Media Defence a déposé quatre requêtes auprès de la CEDH concernant l'utilisation du logiciel espion Pegasus par le gouvernement azerbaïdjanais.

L'organisation Media Defence, représentée par les avocats azerbaïdjanais Zibeyda Sadigova et Elchin Sadigov, a déposé quatre requêtes auprès de la Cour européenne des droits de l'homme concernant l'utilisation du logiciel espion Pegasus par le gouvernement azerbaïdjanais. Une fois un appareil mobile infecté, ce logiciel, développé par NSO Group, une entreprise israélienne spécialisée dans les cyberarmes, et vendu exclusivement à des gouvernements du monde entier, confère à son auteur un accès quasi total à l'appareil.
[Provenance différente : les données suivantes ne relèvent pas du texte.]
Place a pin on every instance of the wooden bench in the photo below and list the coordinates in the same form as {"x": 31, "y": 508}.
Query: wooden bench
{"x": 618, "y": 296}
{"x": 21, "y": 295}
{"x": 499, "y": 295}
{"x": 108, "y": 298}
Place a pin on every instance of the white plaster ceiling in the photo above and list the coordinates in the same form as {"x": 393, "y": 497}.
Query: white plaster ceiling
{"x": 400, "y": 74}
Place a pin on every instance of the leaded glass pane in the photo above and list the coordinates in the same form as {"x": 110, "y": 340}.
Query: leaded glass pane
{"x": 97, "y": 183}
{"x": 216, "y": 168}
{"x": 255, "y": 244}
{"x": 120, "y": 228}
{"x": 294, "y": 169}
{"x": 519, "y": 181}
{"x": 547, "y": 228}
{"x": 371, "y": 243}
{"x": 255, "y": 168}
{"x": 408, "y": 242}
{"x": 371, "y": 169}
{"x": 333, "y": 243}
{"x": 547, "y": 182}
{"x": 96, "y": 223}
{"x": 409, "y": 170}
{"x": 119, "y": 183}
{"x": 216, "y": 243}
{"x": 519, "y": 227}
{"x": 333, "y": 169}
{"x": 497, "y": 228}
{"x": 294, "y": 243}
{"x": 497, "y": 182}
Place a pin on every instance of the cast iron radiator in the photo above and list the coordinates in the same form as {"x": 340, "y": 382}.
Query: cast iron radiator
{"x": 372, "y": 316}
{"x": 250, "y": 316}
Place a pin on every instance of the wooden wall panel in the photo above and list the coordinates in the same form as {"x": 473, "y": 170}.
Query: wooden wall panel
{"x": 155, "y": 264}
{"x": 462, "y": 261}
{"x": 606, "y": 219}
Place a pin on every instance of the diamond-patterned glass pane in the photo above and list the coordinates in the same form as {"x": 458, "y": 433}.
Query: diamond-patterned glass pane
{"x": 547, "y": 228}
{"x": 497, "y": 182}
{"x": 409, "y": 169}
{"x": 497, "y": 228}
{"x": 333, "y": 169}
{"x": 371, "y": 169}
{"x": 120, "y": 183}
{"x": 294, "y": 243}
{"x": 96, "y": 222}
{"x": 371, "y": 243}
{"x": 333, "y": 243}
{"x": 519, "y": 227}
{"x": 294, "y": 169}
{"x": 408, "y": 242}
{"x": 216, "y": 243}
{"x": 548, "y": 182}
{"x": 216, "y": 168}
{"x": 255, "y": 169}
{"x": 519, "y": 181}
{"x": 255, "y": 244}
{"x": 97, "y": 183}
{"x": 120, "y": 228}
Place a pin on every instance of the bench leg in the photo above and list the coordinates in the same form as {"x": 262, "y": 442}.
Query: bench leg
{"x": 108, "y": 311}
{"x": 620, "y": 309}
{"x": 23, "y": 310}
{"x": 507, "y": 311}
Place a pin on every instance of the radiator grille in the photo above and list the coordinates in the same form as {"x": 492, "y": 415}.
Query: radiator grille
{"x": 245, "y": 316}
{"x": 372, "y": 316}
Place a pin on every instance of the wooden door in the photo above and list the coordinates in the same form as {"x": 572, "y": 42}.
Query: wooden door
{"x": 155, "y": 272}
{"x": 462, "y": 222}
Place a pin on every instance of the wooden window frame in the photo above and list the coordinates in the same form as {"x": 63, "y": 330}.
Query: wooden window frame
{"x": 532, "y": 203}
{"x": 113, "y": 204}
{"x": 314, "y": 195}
Les requérantes, Sevinj Abbasova, Aynur Ganbarova, Natig Javadli et Gular Mehdizade, sont toutes des journalistes azerbaïdjanaises victimes de harcèlement et d'intimidations de la part de l'État depuis plusieurs années. Leurs numéros de téléphone figuraient sur une liste de personnes dont les appareils mobiles ont été ciblés par le logiciel espion Pegasus.

Lorsque les requérants ont porté plainte auprès des autorités et demandé une enquête sur leurs allégations, celles-ci ont refusé. Les tribunaux azerbaïdjanais ont également refusé d'ordonner une enquête et ont rejeté les plaintes des requérants.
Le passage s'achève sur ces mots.